In the cluster system in an AWS environment, the asynchronous forcible stop method is used.
In this method, a node where an error occurs is forcibly stopped and the switching is started before the stop of a node is completed. This means that the switching time can be shorten and that a business does not stop in the LEFTCLUSTER state due to the incomplete stop of a node.
Also by using a function of the mirroring among servers, data synchronization communication is blocked at the time of the switching. This prevents simultaneous access to the business data from multiple nodes, and the data is secured.
When the cluster partition occurs, each node operates as follows according to the survival priority.
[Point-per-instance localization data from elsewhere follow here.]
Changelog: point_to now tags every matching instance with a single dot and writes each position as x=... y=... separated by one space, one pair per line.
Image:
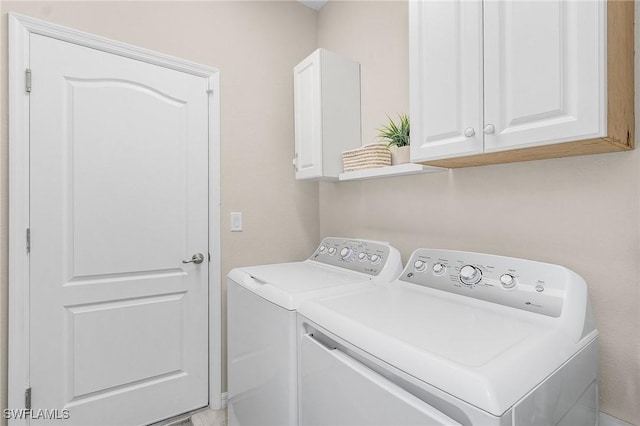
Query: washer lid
x=485 y=354
x=287 y=284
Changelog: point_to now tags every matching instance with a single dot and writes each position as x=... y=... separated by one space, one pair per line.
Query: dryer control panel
x=368 y=257
x=524 y=284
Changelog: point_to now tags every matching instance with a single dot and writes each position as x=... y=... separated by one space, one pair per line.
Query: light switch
x=236 y=221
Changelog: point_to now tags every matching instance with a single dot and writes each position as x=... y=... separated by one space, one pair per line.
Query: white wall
x=580 y=212
x=255 y=45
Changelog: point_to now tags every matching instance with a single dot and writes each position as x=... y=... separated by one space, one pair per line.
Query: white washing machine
x=459 y=339
x=261 y=331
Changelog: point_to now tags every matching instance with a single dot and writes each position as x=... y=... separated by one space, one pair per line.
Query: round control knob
x=439 y=269
x=420 y=265
x=470 y=275
x=346 y=253
x=508 y=280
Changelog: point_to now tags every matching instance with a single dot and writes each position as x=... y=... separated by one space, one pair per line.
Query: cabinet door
x=544 y=72
x=446 y=78
x=308 y=117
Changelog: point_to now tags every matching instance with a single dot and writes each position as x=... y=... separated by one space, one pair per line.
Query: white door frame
x=20 y=28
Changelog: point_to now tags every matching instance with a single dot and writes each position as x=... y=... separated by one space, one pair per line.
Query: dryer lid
x=485 y=354
x=287 y=284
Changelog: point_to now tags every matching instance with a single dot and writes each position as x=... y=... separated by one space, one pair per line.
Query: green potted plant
x=397 y=137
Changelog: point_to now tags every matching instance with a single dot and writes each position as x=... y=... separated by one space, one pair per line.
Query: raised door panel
x=544 y=72
x=446 y=79
x=118 y=199
x=308 y=118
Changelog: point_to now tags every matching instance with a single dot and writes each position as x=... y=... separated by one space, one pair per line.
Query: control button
x=470 y=275
x=346 y=253
x=439 y=269
x=508 y=280
x=420 y=265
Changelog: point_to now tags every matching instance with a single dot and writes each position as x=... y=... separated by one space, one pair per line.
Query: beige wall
x=579 y=212
x=255 y=45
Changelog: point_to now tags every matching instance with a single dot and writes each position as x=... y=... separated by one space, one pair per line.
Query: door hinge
x=27 y=399
x=27 y=80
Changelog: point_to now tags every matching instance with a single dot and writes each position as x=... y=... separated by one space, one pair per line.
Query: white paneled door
x=118 y=200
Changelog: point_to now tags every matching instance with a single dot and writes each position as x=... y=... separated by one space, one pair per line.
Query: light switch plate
x=236 y=221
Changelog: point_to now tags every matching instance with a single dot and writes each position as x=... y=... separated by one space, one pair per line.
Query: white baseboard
x=607 y=420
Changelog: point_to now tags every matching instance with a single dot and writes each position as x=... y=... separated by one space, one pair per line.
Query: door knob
x=489 y=128
x=196 y=258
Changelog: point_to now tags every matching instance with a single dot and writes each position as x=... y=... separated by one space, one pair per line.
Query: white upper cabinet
x=327 y=113
x=446 y=78
x=544 y=72
x=507 y=80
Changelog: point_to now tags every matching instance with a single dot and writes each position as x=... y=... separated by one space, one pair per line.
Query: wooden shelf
x=388 y=171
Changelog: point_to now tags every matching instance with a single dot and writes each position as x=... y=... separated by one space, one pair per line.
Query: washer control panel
x=364 y=256
x=524 y=284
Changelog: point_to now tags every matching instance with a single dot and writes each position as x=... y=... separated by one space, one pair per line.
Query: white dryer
x=261 y=329
x=460 y=338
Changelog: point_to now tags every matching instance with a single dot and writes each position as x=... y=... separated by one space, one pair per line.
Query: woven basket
x=366 y=157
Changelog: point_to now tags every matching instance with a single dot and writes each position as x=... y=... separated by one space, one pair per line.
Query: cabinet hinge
x=27 y=80
x=27 y=398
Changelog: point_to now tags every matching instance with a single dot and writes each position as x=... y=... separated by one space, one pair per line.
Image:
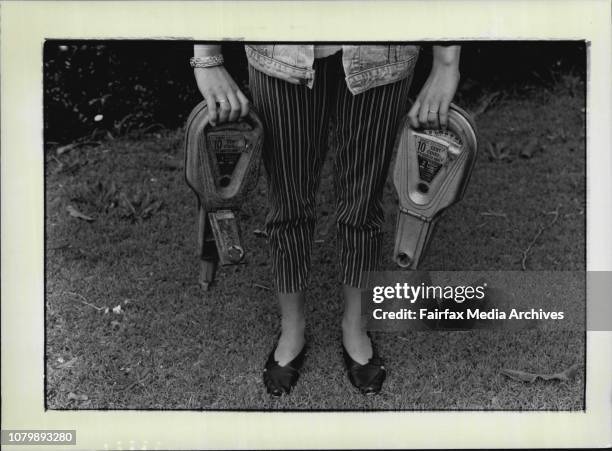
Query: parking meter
x=222 y=168
x=432 y=170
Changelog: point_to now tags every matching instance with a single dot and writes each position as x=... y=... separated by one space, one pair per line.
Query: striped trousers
x=297 y=124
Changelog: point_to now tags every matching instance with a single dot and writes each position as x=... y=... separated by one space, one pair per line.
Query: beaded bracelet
x=206 y=61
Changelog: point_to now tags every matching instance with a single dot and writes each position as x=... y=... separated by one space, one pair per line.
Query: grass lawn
x=172 y=346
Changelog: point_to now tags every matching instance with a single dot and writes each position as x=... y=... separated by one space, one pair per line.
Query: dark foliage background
x=95 y=89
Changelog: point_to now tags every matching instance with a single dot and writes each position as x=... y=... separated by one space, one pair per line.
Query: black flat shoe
x=280 y=380
x=367 y=378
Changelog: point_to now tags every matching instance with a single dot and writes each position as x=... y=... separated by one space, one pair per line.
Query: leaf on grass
x=260 y=233
x=68 y=364
x=75 y=397
x=63 y=149
x=524 y=376
x=77 y=214
x=532 y=146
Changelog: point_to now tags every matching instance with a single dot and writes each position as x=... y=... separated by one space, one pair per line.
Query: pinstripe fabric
x=296 y=120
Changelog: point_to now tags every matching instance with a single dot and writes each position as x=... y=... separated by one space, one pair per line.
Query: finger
x=432 y=118
x=234 y=106
x=224 y=109
x=212 y=109
x=423 y=114
x=444 y=115
x=413 y=114
x=244 y=103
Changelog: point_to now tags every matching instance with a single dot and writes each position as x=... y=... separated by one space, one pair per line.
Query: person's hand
x=225 y=100
x=430 y=110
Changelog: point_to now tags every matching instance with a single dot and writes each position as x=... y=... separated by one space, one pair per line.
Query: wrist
x=446 y=56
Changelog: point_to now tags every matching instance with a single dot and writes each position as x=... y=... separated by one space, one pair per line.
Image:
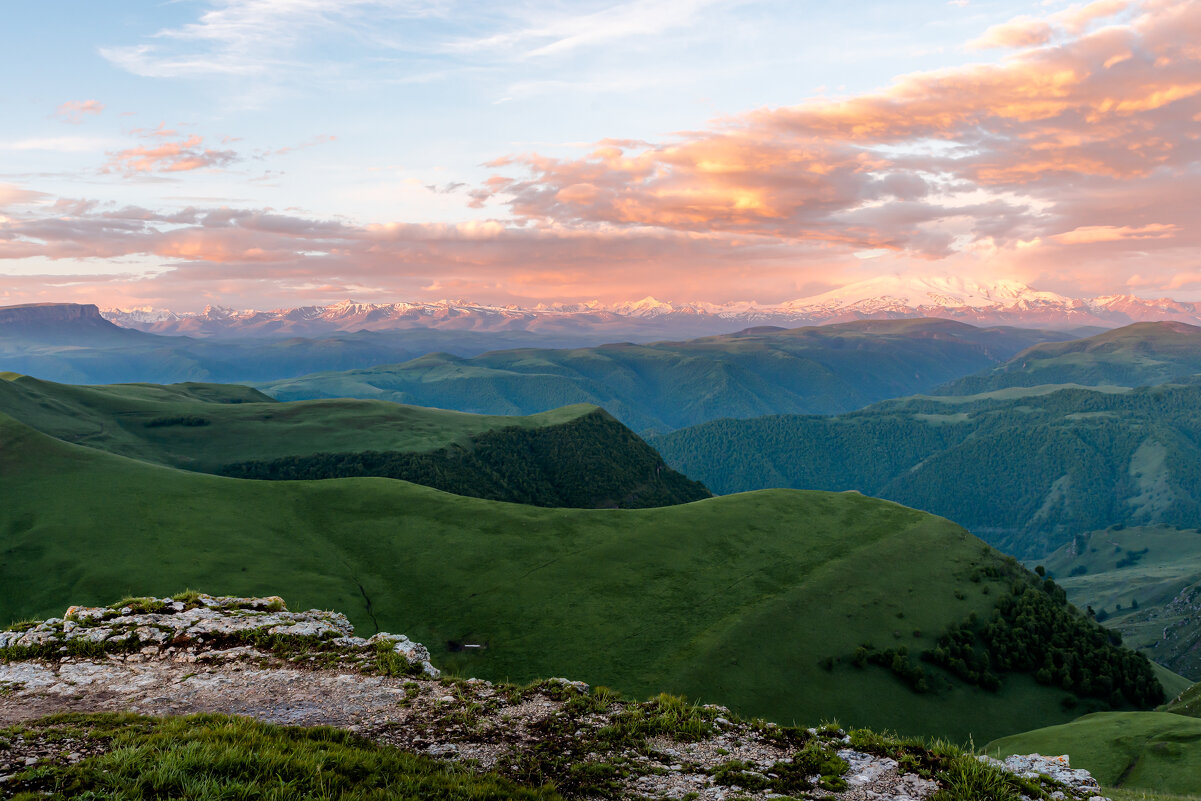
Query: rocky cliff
x=197 y=653
x=59 y=321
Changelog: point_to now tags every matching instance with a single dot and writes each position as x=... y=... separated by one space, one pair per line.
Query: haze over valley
x=709 y=400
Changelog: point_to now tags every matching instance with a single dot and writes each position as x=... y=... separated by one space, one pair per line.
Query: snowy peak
x=916 y=293
x=889 y=297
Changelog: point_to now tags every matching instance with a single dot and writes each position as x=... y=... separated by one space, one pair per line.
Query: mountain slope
x=664 y=386
x=716 y=599
x=1026 y=470
x=577 y=456
x=1148 y=751
x=1143 y=581
x=884 y=297
x=1135 y=356
x=72 y=342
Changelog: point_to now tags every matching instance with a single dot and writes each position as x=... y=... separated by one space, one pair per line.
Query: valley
x=712 y=599
x=664 y=386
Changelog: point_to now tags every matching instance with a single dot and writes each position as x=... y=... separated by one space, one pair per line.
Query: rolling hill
x=665 y=386
x=771 y=602
x=575 y=456
x=1143 y=581
x=1145 y=751
x=1141 y=354
x=1023 y=468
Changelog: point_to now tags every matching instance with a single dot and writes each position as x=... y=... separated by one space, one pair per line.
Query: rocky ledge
x=251 y=657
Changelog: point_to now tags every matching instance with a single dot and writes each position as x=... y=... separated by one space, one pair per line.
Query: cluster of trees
x=1034 y=631
x=1020 y=472
x=187 y=420
x=898 y=662
x=592 y=461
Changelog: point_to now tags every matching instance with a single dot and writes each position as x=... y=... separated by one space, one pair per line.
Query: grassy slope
x=244 y=424
x=1154 y=751
x=1165 y=581
x=730 y=599
x=664 y=386
x=1025 y=471
x=1134 y=356
x=1187 y=703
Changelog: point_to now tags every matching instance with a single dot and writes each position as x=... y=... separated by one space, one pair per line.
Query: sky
x=281 y=153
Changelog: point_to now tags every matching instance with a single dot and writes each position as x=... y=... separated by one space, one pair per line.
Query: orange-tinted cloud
x=73 y=111
x=1026 y=138
x=1091 y=234
x=183 y=154
x=1022 y=31
x=1070 y=163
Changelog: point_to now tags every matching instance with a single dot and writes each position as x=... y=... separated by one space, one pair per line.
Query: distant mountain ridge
x=1001 y=303
x=670 y=384
x=54 y=322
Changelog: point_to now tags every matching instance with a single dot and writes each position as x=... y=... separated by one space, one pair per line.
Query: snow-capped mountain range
x=1005 y=303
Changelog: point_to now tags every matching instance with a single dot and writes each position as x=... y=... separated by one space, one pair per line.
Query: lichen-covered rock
x=1058 y=769
x=199 y=625
x=254 y=657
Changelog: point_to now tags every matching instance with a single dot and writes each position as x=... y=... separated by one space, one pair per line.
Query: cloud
x=1085 y=144
x=547 y=34
x=1092 y=234
x=1003 y=153
x=13 y=195
x=59 y=144
x=255 y=37
x=183 y=154
x=73 y=111
x=1021 y=31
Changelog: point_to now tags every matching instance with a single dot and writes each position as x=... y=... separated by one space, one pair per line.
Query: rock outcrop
x=252 y=657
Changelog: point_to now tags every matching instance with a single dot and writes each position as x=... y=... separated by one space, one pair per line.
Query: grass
x=1159 y=752
x=1188 y=703
x=664 y=386
x=1025 y=472
x=242 y=424
x=1131 y=575
x=733 y=599
x=215 y=758
x=1134 y=356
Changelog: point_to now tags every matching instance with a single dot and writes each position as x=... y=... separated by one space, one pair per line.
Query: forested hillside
x=577 y=456
x=770 y=602
x=1141 y=354
x=665 y=386
x=1023 y=471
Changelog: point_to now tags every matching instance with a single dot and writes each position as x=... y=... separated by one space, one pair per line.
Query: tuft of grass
x=215 y=758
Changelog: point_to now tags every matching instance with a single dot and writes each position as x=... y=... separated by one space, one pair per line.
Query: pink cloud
x=1022 y=31
x=183 y=154
x=1070 y=163
x=1091 y=234
x=73 y=111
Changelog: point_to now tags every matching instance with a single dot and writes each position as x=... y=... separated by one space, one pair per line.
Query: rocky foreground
x=251 y=657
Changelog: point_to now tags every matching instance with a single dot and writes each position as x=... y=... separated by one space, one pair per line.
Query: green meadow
x=756 y=601
x=1157 y=752
x=1143 y=581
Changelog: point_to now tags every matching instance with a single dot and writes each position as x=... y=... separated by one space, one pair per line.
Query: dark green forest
x=1023 y=473
x=551 y=466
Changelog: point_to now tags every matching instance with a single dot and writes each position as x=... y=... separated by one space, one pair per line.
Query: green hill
x=665 y=386
x=1141 y=354
x=72 y=342
x=772 y=602
x=1143 y=581
x=1023 y=468
x=575 y=456
x=1148 y=751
Node with high survival priority
Forcibly stopping a remote node by the panic instruction (in an AWS Nitro System environment) and the power-off instruction
Operating a local node without waiting for the stop of a forcibly stopped node
Node with low survival priority
Waiting for the time until the forcible stop process of a node with high survival priority is completed
Checking the state of the instance of a local node and panicking the local node
Note
When an OS panic occurs, the cluster node may be powered off while the memory dump is being output, and it may not be possible to collect a complete memory dump.
The slice preceding degenerated option of the mirroring among servers cannot be set.
When an OS panic occurs, the OS must be restarted manually since the OS is not restarted automatically.
A shared file system service cannot be used. The mirroring among servers must be used when taking over the volume data.